Throughout the numerous Droste Blog Como Depot posts there remains a fixation on there being a TO Board of the Banner "Swift" type on the "Depot" at the corner of 19th and Wykoop Streets in Denver about 1881/1882, that is not visible to me. The notion of the "Semaphore" as John repeatedly calls it, doesn't sit with me in the following....
Looking at the "appearance" of Banner boards in old photographs taken at various angles and under various lighting conditions one cannot always rely on the round and square holes to be visible at all times.
At the time under discussion, Denver was a terminal, the break of gauge (in Australian parlance) where the SG and NG lines met.
Passengers actually had to change trains as there were no through trains to the "West" so therefore I see no need for a train order board to signal trains to stop for orders.
It was my understanding that Orders were delivered by Messengers at Terminals and Division points, only at intermediate stations did the Operator pass along orders.
The Siding in front of the Building at 19th & Wynkoop in the WHJackson pano is SG, there is no 3rd rail visible to even suggest it be a D&RG siding.

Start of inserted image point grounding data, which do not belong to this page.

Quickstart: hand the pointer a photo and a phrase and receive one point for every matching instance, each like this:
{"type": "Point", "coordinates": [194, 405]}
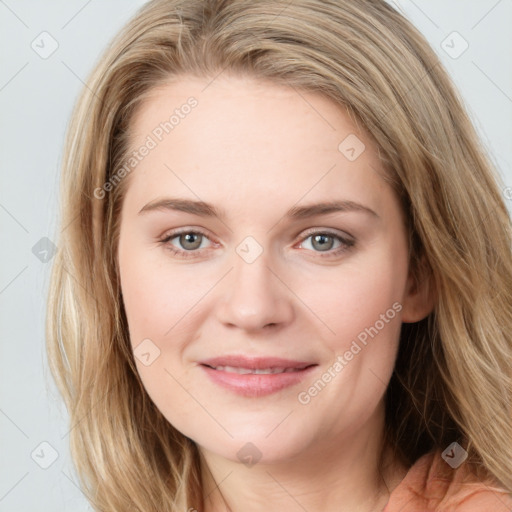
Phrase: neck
{"type": "Point", "coordinates": [336, 474]}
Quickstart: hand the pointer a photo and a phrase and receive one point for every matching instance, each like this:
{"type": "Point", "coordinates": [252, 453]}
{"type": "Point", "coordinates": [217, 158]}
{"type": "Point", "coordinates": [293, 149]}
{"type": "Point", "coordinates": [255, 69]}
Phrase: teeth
{"type": "Point", "coordinates": [255, 371]}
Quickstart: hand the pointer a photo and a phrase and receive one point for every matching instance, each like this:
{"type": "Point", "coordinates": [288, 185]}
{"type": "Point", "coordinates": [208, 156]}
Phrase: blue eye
{"type": "Point", "coordinates": [329, 243]}
{"type": "Point", "coordinates": [189, 242]}
{"type": "Point", "coordinates": [192, 243]}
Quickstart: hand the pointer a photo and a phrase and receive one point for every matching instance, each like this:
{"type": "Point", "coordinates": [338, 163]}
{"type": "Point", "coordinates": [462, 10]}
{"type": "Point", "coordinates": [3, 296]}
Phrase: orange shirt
{"type": "Point", "coordinates": [431, 485]}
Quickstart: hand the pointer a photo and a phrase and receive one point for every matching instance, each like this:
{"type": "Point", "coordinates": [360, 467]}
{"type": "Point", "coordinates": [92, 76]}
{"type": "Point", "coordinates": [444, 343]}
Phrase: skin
{"type": "Point", "coordinates": [255, 150]}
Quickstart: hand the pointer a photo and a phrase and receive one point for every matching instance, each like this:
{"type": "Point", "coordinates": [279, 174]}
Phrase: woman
{"type": "Point", "coordinates": [284, 279]}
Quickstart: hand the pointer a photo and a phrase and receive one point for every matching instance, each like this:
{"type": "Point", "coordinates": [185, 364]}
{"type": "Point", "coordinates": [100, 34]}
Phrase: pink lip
{"type": "Point", "coordinates": [252, 385]}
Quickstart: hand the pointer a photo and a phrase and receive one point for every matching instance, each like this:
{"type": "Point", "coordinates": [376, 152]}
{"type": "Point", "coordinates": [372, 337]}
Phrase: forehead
{"type": "Point", "coordinates": [259, 140]}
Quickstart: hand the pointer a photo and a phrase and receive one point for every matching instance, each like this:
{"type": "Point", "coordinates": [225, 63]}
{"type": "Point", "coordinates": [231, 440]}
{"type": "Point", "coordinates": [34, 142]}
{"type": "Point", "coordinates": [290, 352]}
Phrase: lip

Denver in 1881 Jackson Pano annotated "summer of 1882" pic August 11, 2015 note there are no switchstands visible, all groundthrows?? note I can easily make out Street Gaslights, Barber's Pole but still do not see a TO board.

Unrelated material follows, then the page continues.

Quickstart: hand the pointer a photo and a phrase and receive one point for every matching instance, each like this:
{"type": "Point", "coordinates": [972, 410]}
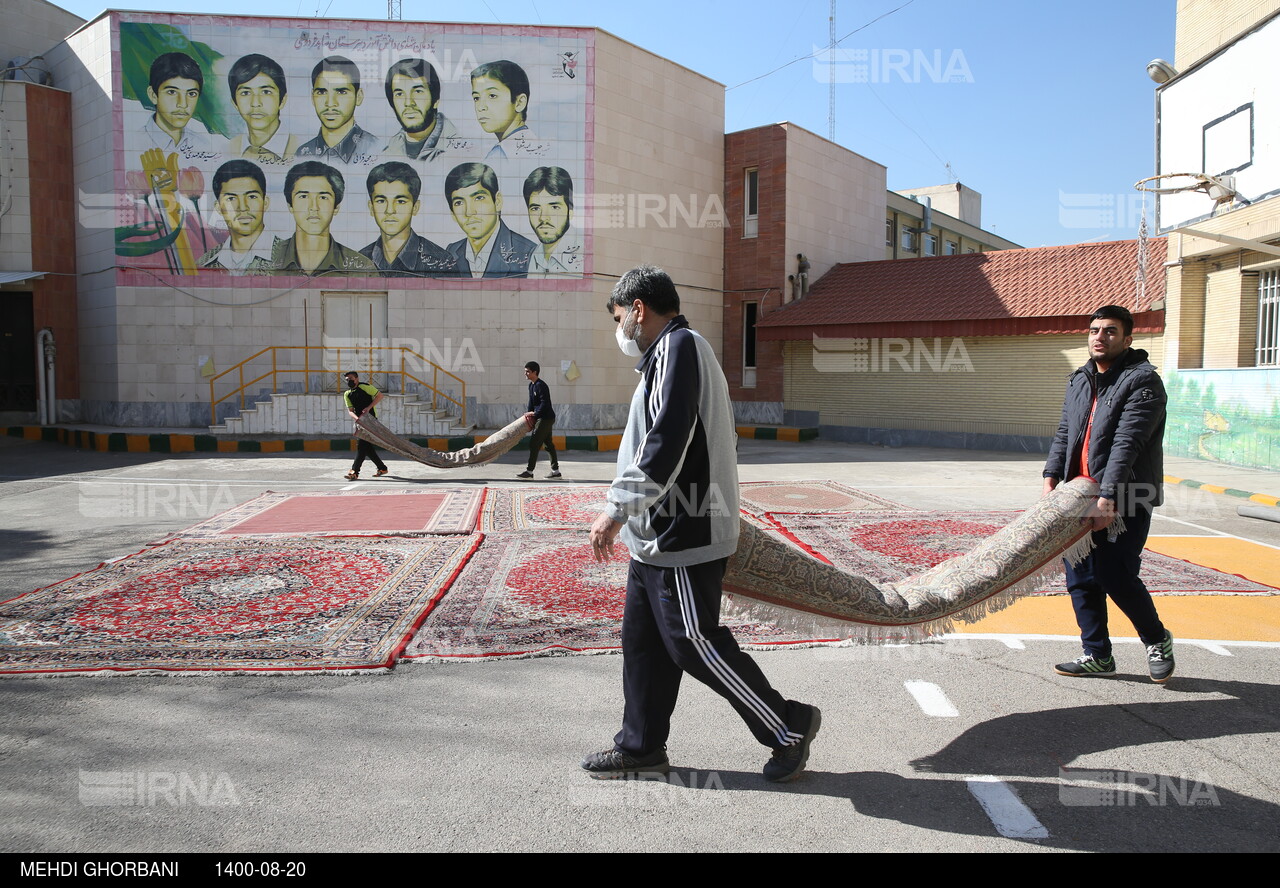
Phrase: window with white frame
{"type": "Point", "coordinates": [1269, 319]}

I really have to ask myself "How come there would be a TO Board there while there aren't any anywhere else on the fledgling DSP&P, for instance take the Hortense "Toy" Depot, clearly shown in Mal Ferrell's The South Park Line pg 69 with DSP&PRR "Dillon" alongside, no TOB mounted and yet a later view shows one in Pict. Sup. to DSP&P does. This same book (SPL) also has a picture taken at Alpine Tunnel before the Passing Track was put in showing the stone Sectionhouse and Enginehouse along with the wooden Telegraph Office we all know so well but no Banner.
The Depot at Forks Creek doesn't show a Banner until after the new Steel Truss bridge is in place there.
Earliest Sanborn 1887 Fire map of Denver with orientation to the above picture
Mal Ferrell graciously sent this wonderful picture of the Union Depot with the early control point as shown on the 1887 Sanborn map above. The only picture of the early days to show any signal of such I might add. Please note the above Signals are what I am used to as Starting or Directing Signals: I do not mean these to be thought of as Train Order signals.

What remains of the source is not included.